= Debra Kolodny =

American rabbi

Debra Kolodny is a bisexual rights activist and congregational rabbi. They served in the past as Executive Director of Nehirim.

==Background==
Kondny came out as bisexual in 1984 and has continued to be open about their orientation in the context of rabbinic ministry.

They edited the first anthology by bisexual people of faith, Blessed Bi Spirit (2000), to which they contributed "Hear, I Pray You, This Dream Which I Have Dreamed", about Jewish identity and bisexuality.

Kolodny was the National Coordinator of BiNet USA for five years and facilitator of the National Gay and Lesbian Task Force's National Religious Leadership Roundtable from 1998 until 2004. Kolodny was also interviewed by several major news outlets for stories on bisexuality, such as the Philadelphia Inquirer and the Toronto Globe and Mail.

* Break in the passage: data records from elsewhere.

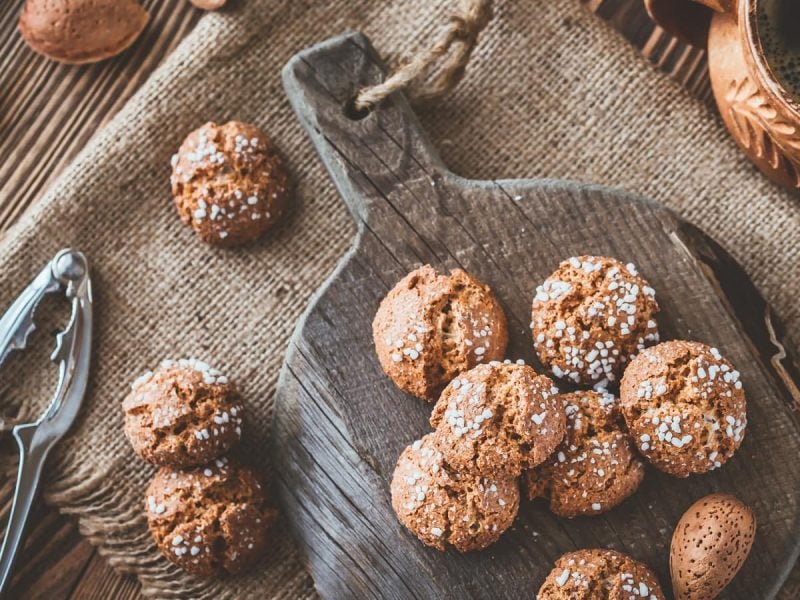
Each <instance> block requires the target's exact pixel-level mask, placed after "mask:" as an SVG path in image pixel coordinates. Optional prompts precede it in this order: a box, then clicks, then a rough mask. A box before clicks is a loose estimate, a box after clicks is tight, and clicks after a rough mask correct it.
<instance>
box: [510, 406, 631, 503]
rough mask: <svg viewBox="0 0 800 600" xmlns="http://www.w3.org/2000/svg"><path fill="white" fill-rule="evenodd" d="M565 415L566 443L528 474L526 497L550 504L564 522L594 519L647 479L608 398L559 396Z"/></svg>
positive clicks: (616, 408) (526, 476) (528, 473)
mask: <svg viewBox="0 0 800 600" xmlns="http://www.w3.org/2000/svg"><path fill="white" fill-rule="evenodd" d="M561 399H562V400H563V402H564V405H565V410H566V413H567V433H566V436H565V437H564V441H563V442H561V444H560V445H559V446H558V448H557V449H556V452H555V453H554V454H553V455H552V456H550V458H548V459H547V461H545V462H544V463H543V464H542V465H540V466H539V467H537V468H535V469H533V470H530V471H527V472H526V474H525V479H526V483H527V492H528V497H529V498H530V499H531V500H532V499H534V498H538V497H544V498H549V499H550V510H552V511H553V512H554V513H555V514H557V515H559V516H561V517H576V516H578V515H593V514H599V513H602V512H605V511H607V510H610V509H612V508H614V507H615V506H617V505H618V504H619V503H620V502H622V501H623V500H625V499H626V498H627V497H629V496H630V495H631V494H633V493H634V492H635V491H636V490H637V488H638V487H639V484H640V483H641V482H642V479H644V472H645V468H644V463H643V462H642V460H641V459H640V458H639V457H638V455H637V454H636V452H635V451H634V449H633V445H632V444H631V442H630V440H629V439H628V433H627V430H626V429H625V422H624V420H623V418H622V413H621V412H620V410H619V401H618V400H617V399H616V398H614V397H613V396H611V395H610V394H607V393H599V392H574V393H571V394H563V395H561Z"/></svg>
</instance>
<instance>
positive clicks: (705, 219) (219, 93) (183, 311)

Kolodny joined Pnai Or, Portland's Jewish Renewal congregation, as its rabbi in September 2011. Before moving to Portland, they served for 9 years as the executive director of ALEPH: Alliance for Jewish Renewal. Kolodny also served the northern Virginia community of Shoreshim for four years, was a lay leader at Fabrangen in Washington, D.C., for 13 years and was the founder and spiritual leader of the Pnai HaSadeh learning minyan for five years. In March 2013 Kolodny began to split their time between P'nai Or and Nehirim, a national community of LGBT Jews, families, and allies, where Kolodny serves as Executive Director.